La visión hispanoamericanista de Lucas Alamán era diametralmente opuesta al liberalismo pro-estadounidense. Su reformismo político se apoya en las teorías de Edmund Burke, primer crítico de la Revolución francesa. Ambos autores compartían una concepción de la política como arte prudencial, en contra de la concepción ilustrada de política como la implementación innovadora de principios abstractos, metafísicos y pretendidamente universales. Consideraban a la innovación una especie de olvido del pasado, proponiendo en su lugar la mejora y la reforma de aquello que ha funcionado y que ha resistido los vaivenes del tiempo y de la fortuna. Escribe Luis Patiño: “Para un conservador, el conocimiento verdadero de la política se basaba en la acumulación del saber de generaciones, no en un saber abstracto que se aprendía en la teoría o por sujetos aislados” (p. 202). Los conservadores, a diferencia de un Kant o un Comte, no subsumían la historia a una narrativa grandilocuente y progresista. La historia, para ellos, se antepone a la práctica política.
El conservadurismo -este es otro mito- no se opone al cambio social a secas, sino al cambio social abrupto y destructivo. La igualdad absoluta en cuestiones políticas les parecía inviable y ajena a la realidad. Creían más bien en un equilibrio de poderes entre partes desiguales. Las teorías multiculturales reproducen actualmente esta crítica a la idea liberal de “ciudadano”: es una idea abstracta que implica una homologación forzada de grupos sociales distintos. Lucas Alamán, por consiguiente, no abjuró del Virreinato. Cortés aparece ante sus ojos como un unificador y un creador de instituciones eficaces y perdurables, ni más ni menos violento que sus predecesores aztecas o que los contemporáneos franceses de Alamán (los prisioneros condenados a galeras eran marcados con hierro ardiente).

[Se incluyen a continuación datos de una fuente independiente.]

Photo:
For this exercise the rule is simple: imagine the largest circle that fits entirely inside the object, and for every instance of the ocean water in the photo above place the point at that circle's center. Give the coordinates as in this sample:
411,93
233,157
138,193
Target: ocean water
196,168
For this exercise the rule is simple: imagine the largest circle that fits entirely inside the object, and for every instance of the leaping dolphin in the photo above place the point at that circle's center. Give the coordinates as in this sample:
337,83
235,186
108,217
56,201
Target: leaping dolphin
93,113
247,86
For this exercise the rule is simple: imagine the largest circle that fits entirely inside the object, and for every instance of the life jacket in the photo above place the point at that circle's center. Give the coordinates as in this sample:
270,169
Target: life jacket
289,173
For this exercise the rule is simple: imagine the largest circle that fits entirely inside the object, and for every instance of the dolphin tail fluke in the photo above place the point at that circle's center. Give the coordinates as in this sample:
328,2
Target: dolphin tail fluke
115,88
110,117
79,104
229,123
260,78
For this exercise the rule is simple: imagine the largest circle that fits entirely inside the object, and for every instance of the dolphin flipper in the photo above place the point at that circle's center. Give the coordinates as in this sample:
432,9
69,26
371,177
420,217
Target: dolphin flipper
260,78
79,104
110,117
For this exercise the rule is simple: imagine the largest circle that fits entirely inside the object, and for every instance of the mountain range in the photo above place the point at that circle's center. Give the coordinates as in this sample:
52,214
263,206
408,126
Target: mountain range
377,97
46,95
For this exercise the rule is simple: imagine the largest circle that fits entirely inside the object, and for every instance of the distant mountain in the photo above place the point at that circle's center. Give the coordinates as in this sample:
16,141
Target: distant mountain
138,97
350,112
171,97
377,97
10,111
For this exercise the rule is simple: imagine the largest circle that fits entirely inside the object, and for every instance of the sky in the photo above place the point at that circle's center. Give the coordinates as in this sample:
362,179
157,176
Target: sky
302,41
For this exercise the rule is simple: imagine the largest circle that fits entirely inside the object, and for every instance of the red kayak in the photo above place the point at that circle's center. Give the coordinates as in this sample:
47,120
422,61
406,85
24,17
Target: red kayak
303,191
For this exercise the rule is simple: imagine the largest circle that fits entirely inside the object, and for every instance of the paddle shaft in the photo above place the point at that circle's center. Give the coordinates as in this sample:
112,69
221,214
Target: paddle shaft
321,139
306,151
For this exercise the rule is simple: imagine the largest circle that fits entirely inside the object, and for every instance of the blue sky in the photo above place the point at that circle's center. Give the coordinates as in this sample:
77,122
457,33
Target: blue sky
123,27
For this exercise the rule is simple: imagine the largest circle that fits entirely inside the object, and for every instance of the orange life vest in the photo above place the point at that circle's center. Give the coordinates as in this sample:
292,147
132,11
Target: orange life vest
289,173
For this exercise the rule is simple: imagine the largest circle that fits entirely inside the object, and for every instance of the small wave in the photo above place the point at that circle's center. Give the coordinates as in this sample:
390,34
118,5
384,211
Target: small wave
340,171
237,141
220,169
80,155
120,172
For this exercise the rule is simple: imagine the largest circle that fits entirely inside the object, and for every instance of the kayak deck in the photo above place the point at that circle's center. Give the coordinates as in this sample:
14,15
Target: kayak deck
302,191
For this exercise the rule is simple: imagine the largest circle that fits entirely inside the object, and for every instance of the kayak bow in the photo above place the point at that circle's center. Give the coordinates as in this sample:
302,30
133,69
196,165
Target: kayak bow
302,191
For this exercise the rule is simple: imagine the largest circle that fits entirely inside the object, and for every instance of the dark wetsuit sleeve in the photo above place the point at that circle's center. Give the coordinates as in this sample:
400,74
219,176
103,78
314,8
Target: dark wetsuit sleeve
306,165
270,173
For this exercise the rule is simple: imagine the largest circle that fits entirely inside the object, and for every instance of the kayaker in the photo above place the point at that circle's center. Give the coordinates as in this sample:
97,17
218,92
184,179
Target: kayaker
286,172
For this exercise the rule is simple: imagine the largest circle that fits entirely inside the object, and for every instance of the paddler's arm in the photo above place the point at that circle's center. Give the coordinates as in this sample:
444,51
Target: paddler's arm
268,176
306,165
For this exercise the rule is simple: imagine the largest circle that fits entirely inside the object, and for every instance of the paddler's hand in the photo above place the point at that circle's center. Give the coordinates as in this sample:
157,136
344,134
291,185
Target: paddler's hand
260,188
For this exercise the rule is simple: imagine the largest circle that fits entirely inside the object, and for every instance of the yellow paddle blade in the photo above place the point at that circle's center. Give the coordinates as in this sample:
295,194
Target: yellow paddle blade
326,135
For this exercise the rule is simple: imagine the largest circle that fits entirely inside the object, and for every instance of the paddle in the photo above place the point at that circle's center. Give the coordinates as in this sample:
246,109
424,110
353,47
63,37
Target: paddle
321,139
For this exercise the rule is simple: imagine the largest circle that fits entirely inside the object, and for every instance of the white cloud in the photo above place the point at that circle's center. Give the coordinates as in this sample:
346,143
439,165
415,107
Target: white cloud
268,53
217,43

Alamán falleció en 1853 en un estado de amargura y desilusión. Presenció desde la primera fila el desmoronamiento de las instituciones novohispanas, la mutilación del territorio mexicano, el duro despertar de un sueño de opulencia y poderío. Alamán ya no pudo formar parte del Segundo Imperio Mexicano ni del régimen porfirista (que realizaba de algún modo la idea conservadora de un gobierno fuerte y antidemocrático).
Luis Patiño recupera para la filosofía el legado de Lucas Alamán. El desgaste del discurso liberal y la búsqueda de rumbos y orientaciones propias tienen que ir necesariamente acompañados de esta recuperación. Luis Patiño no lo pone en estos términos, pero podría decirse que Lucas Alamán denuncia aquello que Antonio Caso llamará más tarde un desajuste entre el “yo propio” y el “yo ficticio”, entre los principios y las legislaciones que usamos para comprendernos y la realidad fáctica del país: un desfase entre nuestra escala de valores y nuestras fuerzas anímicas (para decirlo esta vez con la fraseología de Samuel Ramos). La idea que tenía Lucas Alamán de la historia como experiencia de vida al servicio del presente tendrá ecos en el historicismo mexicano (de Gaos, Zea, los hiperiones y el propio Luis Patiño).